Types for which the size is not known are called dynamically sized types (DSTs), and there’s two classes of examples in current Rust1: [T] and Trait. A slice2 [T] is unsized because it represents an unknown-at-compile-time number of Ts contiguous in memory. A Trait is unsized because it represents a value of any type that implements Trait and these have wildly different sizes; I discussed this in the previous post too. Unsized values must always appear behind a pointer at runtime, like &[T] or Box<Trait>, and have the information required to compute their size and other relevant properties (the length for [T], the vtable for Trait) stored next to that pointer.

Sized types are more flexible, since the compiler knows how to manipulate them directly: passing them directly into functions, moving them about in memory. Putting an unsized type behind a pointer effectively makes it sized. A Box trait object, like Box<Trait>, is the closest one can get to handling a trait object as a normal value; the Box ensures sizedness (at the expense of an allocation) without fundamentally changing the ownership semantics of a normal value.

?Sized

The Sized trait gets some special syntax for use in bounds, at the moment: ?Sized. Such a bound is necessary because Sized is special: it is a default bound for type parameters in most positions, and so one needs some way to opt-in to a parameter not necessarily being sized.

1
2
3
fn foo<T>() {} // can only be used with sized T

fn bar<T: ?Sized>() {} // can be used with both sized and unsized T

This bound is particularly special because adding the ?Sized bound to a parameter T increases the number of types that can be used for T, whereas every other trait bound reduces it.

This unusual decision was chosen because of the increased flexibility of sized types, and some data (which I now can’t find in the issue tracker) which indicated that most type parameters needed to be sized. That is, not having these defaults would result in many instances of T: Sized bounds in the standard library and elsewhere.

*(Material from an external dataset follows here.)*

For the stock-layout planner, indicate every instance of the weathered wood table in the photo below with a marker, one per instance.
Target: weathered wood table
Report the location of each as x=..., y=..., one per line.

However, I believe this data did not consider using some form of inference (like lifetime elision) to try to guess when sizedness was likely to be needed, and some data Niko has been collecting apparently implies that such inference may make removing this special case significantly more palatable. (It may or may not be so palatable so as to be worth the breaking change…)

  1. Per the previous post, this post is designed to reflect the state of Rust at version: rustc 1.0.0-nightly (44a287e6e 2015-01-08 17:03:40 -0800)

  2. There is the possibility that Rust will gain some form of “inheritance”, and Niko points out to me that Sized may play an important role there too: certain types (e.g. “base classes” in an conventional inheritance scheme) make sense to be unsized. 

  3. The unsized string type str is usually considered a slice, since it is just a [u8] with the guarantee that the bytes are valid UTF-8.